819 F. Supp. 2d 23, 2011 U.S. Dist. LEXIS 120066, 2011 WL 4937214
CourtDistrict Court, District of Columbia
DecidedOctober 18, 2011
DocketCivil Action No. 2010-2217
StatusPublished
Cited by14 cases

This text of 819 F. Supp. 2d 23 (Brown v. Fogle) is published on Counsel Stack Legal Research, covering District Court, District of Columbia primary law. Counsel Stack provides free access to over 12 million legal documents including statutes, case law, regulations, and constitutions.

Bluebook
Brown v. Fogle, 819 F. Supp. 2d 23, 2011 U.S. Dist. LEXIS 120066, 2011 WL 4937214 (D.D.C. 2011).

Opinion

MEMORANDUM OPINION

AMY BERMAN JACKSON, District Judge.

Plaintiff L. Olivia Brown, proceeding pro se, sues on behalf of herself and her four minor children under 42 U.S.C. § 1983 and District of Columbia tort law.
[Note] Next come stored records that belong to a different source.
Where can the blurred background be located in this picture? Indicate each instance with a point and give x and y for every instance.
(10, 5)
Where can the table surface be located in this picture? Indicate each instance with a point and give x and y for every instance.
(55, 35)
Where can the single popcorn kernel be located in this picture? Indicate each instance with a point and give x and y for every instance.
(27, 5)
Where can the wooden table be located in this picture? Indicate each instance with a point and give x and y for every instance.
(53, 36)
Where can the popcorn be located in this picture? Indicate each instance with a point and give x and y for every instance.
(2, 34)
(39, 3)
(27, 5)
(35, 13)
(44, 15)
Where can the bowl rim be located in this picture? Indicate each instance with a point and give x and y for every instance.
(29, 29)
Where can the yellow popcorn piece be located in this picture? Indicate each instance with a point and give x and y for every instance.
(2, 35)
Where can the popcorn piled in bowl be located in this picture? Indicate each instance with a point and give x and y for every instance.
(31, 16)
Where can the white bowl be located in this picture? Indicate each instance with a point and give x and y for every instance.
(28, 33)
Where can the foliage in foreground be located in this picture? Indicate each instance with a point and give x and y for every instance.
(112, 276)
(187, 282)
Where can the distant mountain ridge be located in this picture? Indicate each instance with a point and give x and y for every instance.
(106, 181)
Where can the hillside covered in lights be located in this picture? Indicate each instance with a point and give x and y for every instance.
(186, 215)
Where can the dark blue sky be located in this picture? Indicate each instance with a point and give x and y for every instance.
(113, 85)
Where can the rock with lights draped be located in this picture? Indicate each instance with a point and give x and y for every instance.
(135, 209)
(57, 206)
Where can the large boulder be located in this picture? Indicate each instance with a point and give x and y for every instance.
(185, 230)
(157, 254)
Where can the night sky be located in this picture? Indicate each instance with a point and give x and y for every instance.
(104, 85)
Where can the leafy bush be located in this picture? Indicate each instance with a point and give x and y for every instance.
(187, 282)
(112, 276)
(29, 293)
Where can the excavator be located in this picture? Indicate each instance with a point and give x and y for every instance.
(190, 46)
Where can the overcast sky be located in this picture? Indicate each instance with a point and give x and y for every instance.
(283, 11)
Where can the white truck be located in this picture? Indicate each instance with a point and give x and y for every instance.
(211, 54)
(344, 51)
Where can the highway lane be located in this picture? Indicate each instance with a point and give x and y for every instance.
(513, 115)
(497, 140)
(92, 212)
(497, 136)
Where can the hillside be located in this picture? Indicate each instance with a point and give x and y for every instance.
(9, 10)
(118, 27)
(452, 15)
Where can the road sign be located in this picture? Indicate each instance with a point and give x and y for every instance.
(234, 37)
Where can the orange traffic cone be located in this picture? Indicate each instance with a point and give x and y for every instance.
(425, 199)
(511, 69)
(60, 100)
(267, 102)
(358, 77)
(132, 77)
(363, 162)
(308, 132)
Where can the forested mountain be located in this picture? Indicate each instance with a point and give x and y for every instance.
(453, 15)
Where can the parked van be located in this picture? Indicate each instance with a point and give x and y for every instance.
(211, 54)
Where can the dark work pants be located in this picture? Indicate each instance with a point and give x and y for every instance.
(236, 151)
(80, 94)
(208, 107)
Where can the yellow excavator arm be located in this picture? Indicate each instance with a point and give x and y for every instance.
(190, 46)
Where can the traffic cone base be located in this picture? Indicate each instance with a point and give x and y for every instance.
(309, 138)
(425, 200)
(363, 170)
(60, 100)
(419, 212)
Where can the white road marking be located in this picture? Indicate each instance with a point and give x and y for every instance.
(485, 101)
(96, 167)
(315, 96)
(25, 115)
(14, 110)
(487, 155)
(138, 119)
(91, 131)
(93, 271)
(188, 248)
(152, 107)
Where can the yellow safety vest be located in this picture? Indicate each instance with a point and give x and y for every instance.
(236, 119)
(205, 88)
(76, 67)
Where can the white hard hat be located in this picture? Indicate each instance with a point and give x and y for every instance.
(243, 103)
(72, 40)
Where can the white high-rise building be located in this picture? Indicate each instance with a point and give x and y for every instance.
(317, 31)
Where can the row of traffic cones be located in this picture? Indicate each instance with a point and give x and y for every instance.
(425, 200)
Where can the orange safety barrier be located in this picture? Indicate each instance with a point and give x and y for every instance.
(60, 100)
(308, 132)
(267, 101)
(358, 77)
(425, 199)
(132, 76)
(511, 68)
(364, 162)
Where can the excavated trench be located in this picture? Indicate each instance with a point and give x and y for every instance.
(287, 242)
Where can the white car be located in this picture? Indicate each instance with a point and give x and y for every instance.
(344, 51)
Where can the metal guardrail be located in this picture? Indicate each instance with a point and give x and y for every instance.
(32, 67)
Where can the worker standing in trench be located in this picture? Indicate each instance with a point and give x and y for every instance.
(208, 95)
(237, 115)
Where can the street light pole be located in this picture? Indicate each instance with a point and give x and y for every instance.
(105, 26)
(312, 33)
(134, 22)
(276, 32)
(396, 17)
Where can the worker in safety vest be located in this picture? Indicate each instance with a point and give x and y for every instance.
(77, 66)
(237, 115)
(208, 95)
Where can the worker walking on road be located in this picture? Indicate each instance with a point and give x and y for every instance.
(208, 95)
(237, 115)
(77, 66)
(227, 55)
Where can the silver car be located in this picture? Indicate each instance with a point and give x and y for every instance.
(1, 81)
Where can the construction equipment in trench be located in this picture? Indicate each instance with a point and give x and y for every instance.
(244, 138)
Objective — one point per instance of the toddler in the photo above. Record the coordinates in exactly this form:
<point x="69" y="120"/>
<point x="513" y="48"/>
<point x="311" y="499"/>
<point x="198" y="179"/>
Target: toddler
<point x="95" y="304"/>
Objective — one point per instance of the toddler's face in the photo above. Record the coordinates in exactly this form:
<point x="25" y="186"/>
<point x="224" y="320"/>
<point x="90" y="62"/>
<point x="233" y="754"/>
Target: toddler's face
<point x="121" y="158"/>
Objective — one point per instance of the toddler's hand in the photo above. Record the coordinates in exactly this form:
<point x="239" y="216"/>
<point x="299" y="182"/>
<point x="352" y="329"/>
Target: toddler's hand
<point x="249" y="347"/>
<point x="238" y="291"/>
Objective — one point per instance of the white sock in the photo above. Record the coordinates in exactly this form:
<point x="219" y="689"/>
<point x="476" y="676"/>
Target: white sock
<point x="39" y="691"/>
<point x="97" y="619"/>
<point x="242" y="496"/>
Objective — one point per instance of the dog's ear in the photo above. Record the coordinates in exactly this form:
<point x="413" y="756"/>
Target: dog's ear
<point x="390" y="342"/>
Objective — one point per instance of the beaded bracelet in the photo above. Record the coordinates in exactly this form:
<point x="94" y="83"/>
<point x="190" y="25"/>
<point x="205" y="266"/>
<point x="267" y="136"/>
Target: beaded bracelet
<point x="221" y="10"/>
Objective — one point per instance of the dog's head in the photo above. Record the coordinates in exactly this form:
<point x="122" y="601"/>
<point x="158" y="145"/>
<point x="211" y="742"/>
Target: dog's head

She alleges that defendants conducted an unconstitutional search of her home in violation of the Fourth Amendment to the United States Constitution. In addition, plaintiff sues defendants for assault and intentional infliction of emotional distress (“IIED”). Plaintiff names as defendants Director Roque Gerald of the District of Columbia’s Department of Child and Family Services Agency (“CFSA”) and two CFSA social workers, as well as Chief Cathy Lanier of the Metropolitan Police Department (“MPD”) and five MPD officers. See Compl. Caption.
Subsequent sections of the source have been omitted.